Apa Tujuan Kristen Menggunakan Nama Allah?
    Dalam melakukan penerjemahan, pihak Belanda yang masuk ke Indonesia sebagai negara penjajah telah melakukan penerjemahan Alkitab, di mana penerjemahan pertama yang dilakukan oleh pihak Protestan adalah menerjemahkan Injil Matius ke dalam bahasa Melayu yang dilakukan oleh Albert Corneliusz Ruyl pada tahun 1629, kemudian disusul dengan penerjemahan Injil Markus pada tahun 1639 dalam dwibahasa Melayu-Belanda. Selanjutnya, pihak pegawai  VOC lainnya, Jan Van Hasel menerjemahkan Injil Lukas dan Yohanes, sedangkan untuk Kisah Para Rasul diterjemahkan oleh Pendeta di Batavia, Justus Heurnius.28 Sedangkan penggunaan nama Allah yang terdapat di dalam Alkitab merupakan sebuah keputusan yang diambil oleh penerjemah yang disebabkan karena adanya kebingungan yang dialami ketika akan melakukan penerjemahan Alkitab. Terlebih, sebelum Kristen masuk ke Indonesia, telah banyak istilah atau kata yang diperuntukan atau dinisbahkan kepada Tuhan, misalnya Tuhan, Dewa, Dewi, Sang Hyang, Sang Hyang Widi, Sang Hyang Widi Wasa, Bethara, Bethari, dan Allah. Dari banyaknya nama-nama Tuhan itulah, orang-orang Kristen awal yang berada di Indonesia dan para penerjemah Alkitab harus memilih, apakah harus menggunakan nama dari bahasa awal Alkitab ataukah dari padanan kata-kata yang sudah ada di wilayah Indonesia. Akhirnya, para penerjemah Alkitab pun menerjemahkan kata Yhwh dengan kata Tuhan, sedangkan kata Elohim diterjemahkan dengan kata Allah.29 Selain itu, hasil penerjemahan yang dihasilkan oleh penerjemah, itu semua tidak terlepas dari adanya pemikiran para penerjemah yang mengikuti seleranya masing-masing, dari adanya kondisi tersebut, tentu saja antara penerjemah yang satu dengan yang lainnya akan menghasilkan perbedaan dalam penggunaan istilah atau kata yang diterjemahkannya. Misalnya, untuk orang dan tempat yang juga muncul dalam Al-Qur'an, Leijdecker dan Klinkert lebih memilih nama dalam bahasa Arab. Sedangkan Bode lebih memilih jalan lain; ia lebih menyukai penggunaan nama Jesus daripada Isa, memilih Abraham daripada Ibrahim.30  
    Perlu di pahami, bahwa agama yang memiliki misi untuk menyebarkan ajarannya kepada orang lain adalah agama Islam, dan selain Islam, agama Kristen pun termasuk pula sebagai agama misi. Salah satu metode pendekatan yang digunakan dalam melakukan misi Penginjilan adalah AIDAS, di mana metode ini merupakan metode yang telah digunakan di dalam dunia pekabaran Injil, dianggap sebagai langkah strategis untuk menawarkan keselamatan kepada seseorang (non-Kristen), dan terminologi AIDAS adalah gabungan lima kata yang terdiri dari Attention (menarik perhatian), Interest (menarik minat), Desire (membangkitkan rasa ingin tahu), Action (melakukan tindakan), dan Statisfaction (mendapatkan kepuasan atas keputusan yang diambil).31 Adapun ayat-ayat Alkitab yang mengharuskan Kristen melakukan penginjilan kepada orang lain di antaranya adalah Matius 28:19, di mana dalam melakukan penginjilan, seorang Kristen harus cerdik seperti ular dan tulus seperti merpati (Matius 10:16).

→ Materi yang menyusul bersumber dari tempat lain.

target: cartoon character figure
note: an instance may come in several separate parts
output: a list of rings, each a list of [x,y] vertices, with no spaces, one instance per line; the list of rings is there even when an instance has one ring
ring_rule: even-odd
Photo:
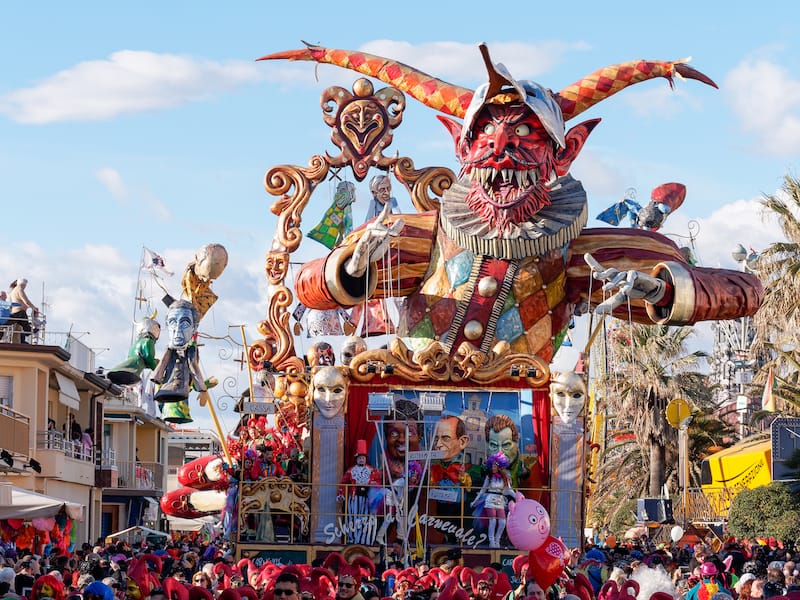
[[[345,471],[336,499],[345,502],[348,544],[375,543],[378,520],[370,509],[369,491],[381,484],[381,473],[367,464],[367,441],[356,442],[356,464]]]
[[[511,487],[511,474],[506,470],[511,464],[502,452],[486,459],[489,474],[483,480],[478,496],[472,501],[473,508],[483,507],[483,515],[489,520],[489,547],[499,548],[500,538],[506,528],[506,496],[515,497]]]
[[[550,515],[536,500],[517,492],[508,503],[508,539],[517,550],[535,550],[550,535]]]
[[[356,201],[356,186],[350,181],[340,181],[336,186],[333,204],[322,221],[308,232],[308,237],[323,246],[333,248],[353,229],[353,202]]]
[[[131,385],[141,381],[144,369],[156,368],[156,341],[161,335],[161,325],[155,320],[157,316],[158,311],[154,310],[152,315],[139,322],[136,341],[128,350],[128,358],[106,373],[111,383]]]
[[[189,386],[206,391],[194,335],[200,323],[200,312],[188,300],[176,300],[167,312],[169,346],[153,372],[153,381],[160,383],[154,399],[158,402],[179,402],[189,397]]]
[[[463,420],[455,415],[439,419],[433,436],[433,449],[441,452],[442,457],[431,461],[429,498],[435,496],[437,516],[451,517],[454,522],[459,522],[461,516],[463,491],[472,486],[463,457],[468,444],[469,435]],[[455,541],[448,533],[445,533],[445,538]]]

    Dengan mencermati realitas Kekristenan, baik dalam perspektif lingustik-historis maupun metode penginjilan, penulis meyakini bahwa tujuan Kristen dalam menggunakan nama Allah dalam Alkitab terjemahan sebagaimana yang terjadi di Indonesia, Malaysia dan juga di negara-negara Arab lainnya, serta adanya penggunaan nama Allah sebagai nama Tuhannya Kristen, itu semua tidak terlepas dari adanya misi penginjilan (Kristenisasi) yang mereka emban selama ini. Meski dalam kenyataannya, penggunaan istilah misi dan penginjilan masih terjadi silang pendapat di kalangan para sarjana Kristen terkait tentang pendefinisian dan juga cakupannya. Namun, menurut David J. Bosch, gerakan evangelikal Protestan serta Katolik Roma lebih menyukai penggunaan istilah evangelisasi, sedangkan kaum Protestan oikumenis lebih menyukai istilah penginjilan (evangelisme). Meskipun penggunaan istilah di dalam Kristen berbeda, namun secara substansialnya memiliki makna yang sama, yaitu sama-sama mengacu tentang adanya upaya melakukan penginjilan kepada orang-orang non-Kristen.32
    Dalam Majalah Sahabat Gembala dijelaskan bahwa, untuk menjadi pemberita Injil (penginjil) ke daerah di mana bahasanya berbeda, maka seorang penginjil harus belajar bahasa daerah di mana ia akan diutus atau bahasa nasional. Selain itu, bagi seorang penginjil pun diperlukan pula melakukan pengamatan terhadap sosial budaya, di mana Injil bisa diharapkan masuk sesuai dengan budaya setempat.33 Adanya penyesuaian pola penginjilan dengan dengan bahasa dan budaya setempat, hal tersebut telah diproyeksikan dengan adanya penerjemahan Alkitab ke berbagai suku, sebagaimana yang terdapat pada suku-suku yang ada di Indonesia, di mana penerjemahan Alkitab ke berbagai suku telah menggunakan nama Tuhan yang disesuaikan dengan nama yang sudah biasa digunakan oleh suku-suku tersebut. Misalnya, untuk terjemahan Alkitab bagi suku Dayak Ngaju, untuk nama Tuhan menggunakan istilah Hatalla,34 yang hal tersebut bisa anda lihat pada Matius. 3:15. Masih dalam Injil yang sama, nama Tuhan untuk bahasa Bugis pun menggunakan istilah Allataala,35 sedangkan istilah Tuhan dalam bahasa Napu, digunakanlah istilah kata Pue Ala.36 Jika Kristen konsisten terhadap keyakinannya bahwa nama sesembahan mereka selama ini adalah Allah, tentunya Alkitab yang diterjemahkan ke berbagai bahasa pun seharusnya menggunakan kata Allah. Namun, mengapa Alkitab yang telah diterjemahkan ke berbagai bahasa mengalami perubahan nama terkait nama Tuhannya Kristen?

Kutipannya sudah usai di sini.